Bien orienté dans la matinée, le marché parisien a commencé à donner des signes de faiblesse en début d’après-midi, pour finalement perdre de l’altitude dans le sillage de Wall Street. Si les craintes sur la dette grecque expliquent ce passage à vide, il faut ajouter la publication d’un déficit commercial américain plus important en mars, à 48,2 milliards de dollars (contre 45,4 milliards de dollars attendus et 47 milliards de dollars attendus par le consensus économique). La Bourse de Paris a résisté finalement bien, progressant au final de 0,14 %.

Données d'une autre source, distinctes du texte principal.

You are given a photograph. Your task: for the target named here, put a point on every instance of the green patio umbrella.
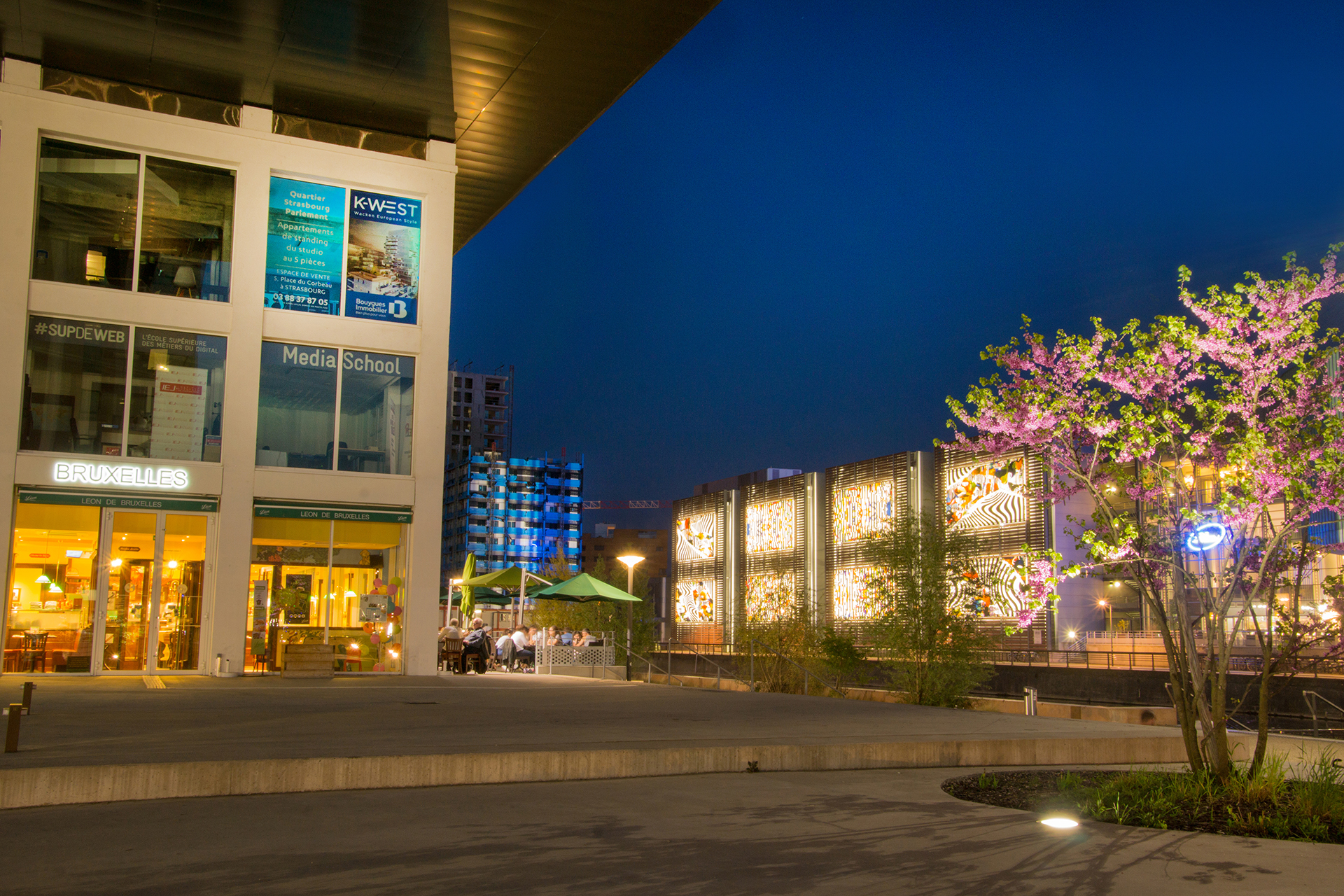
(582, 589)
(468, 603)
(510, 578)
(486, 596)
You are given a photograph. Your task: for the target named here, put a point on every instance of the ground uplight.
(1059, 822)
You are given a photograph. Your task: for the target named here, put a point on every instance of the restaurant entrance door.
(155, 589)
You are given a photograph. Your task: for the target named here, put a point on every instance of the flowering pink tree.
(1205, 447)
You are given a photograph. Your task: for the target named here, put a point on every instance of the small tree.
(596, 615)
(1203, 447)
(936, 645)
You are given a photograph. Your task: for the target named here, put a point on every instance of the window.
(298, 419)
(187, 230)
(74, 391)
(377, 406)
(176, 396)
(296, 413)
(86, 216)
(74, 387)
(88, 198)
(336, 580)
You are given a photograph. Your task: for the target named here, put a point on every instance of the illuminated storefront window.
(771, 526)
(771, 597)
(327, 580)
(696, 602)
(857, 594)
(52, 589)
(862, 511)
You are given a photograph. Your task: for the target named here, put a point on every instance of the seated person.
(522, 650)
(507, 650)
(477, 643)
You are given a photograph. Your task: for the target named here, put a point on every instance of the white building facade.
(222, 429)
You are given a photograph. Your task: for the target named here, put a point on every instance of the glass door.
(181, 592)
(155, 590)
(131, 590)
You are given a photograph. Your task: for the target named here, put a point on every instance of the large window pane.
(52, 589)
(187, 222)
(182, 592)
(296, 414)
(377, 399)
(308, 587)
(74, 386)
(176, 396)
(86, 216)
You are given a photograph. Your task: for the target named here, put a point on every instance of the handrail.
(718, 679)
(1310, 697)
(804, 671)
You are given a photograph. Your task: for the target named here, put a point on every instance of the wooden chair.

Quasiment le même scénario que la veille : l’indice CAC 40 grimpait de 0,24 % à 4.062,43 points à l’ouverture avant de donner des signes d’hésitation et d’accrocher, à 9 heures 25, un plus bas de séance de 4.047,82 points (- 0,12 %). Il reprenait de la hauteur peu après et culminait même à un plus haut de 4.076,66 points (+ 0,60 %) à 12 heures 19. Mais la publication d’une statistique américaine médiocre et une ouverture en baisse de Wall Street (pénalisée par les résultats trimestriels inférieurs aux attentes du groupe Disney) minait l’indice parisien qui revenait au niveau du cours de clôture de la veille vers 16 heures 30. Des achats dans la dernière heure de cotation permettaient à l’indice de référence de terminer la séance sur un petit gain de 0,14 % à 4.058,08 points.
Par compartiments de la Cote, les valeurs de l’Eurolist A (capitalisation boursière au-dessus de 1 milliard d’euros) ont terminé en tête avec 89 titres en hausse, 53 en baisse et 37 stables. Suivent le SRD (328+, 189-, 49=), l’Eurolist C (capitalisation boursière inférieure à 150 millions d’euros) (127+, 84-, 212=), le CAC 40 (22+, 17-, 1=) et, enfin, l’Eurolist B (capitalisation boursière comprise entre 150 millions et 1 milliard d’euros) (67+, 56-, 66=).
Depuis le début de l’année, l’indice CAC 40 affiche une progression de 6,66 % avec des cours extrêmes enregistrés le 16 février 2011 (plus haut à 4.169,87 points) et le 16 mars 2011 (plus bas à 3.693,94 points).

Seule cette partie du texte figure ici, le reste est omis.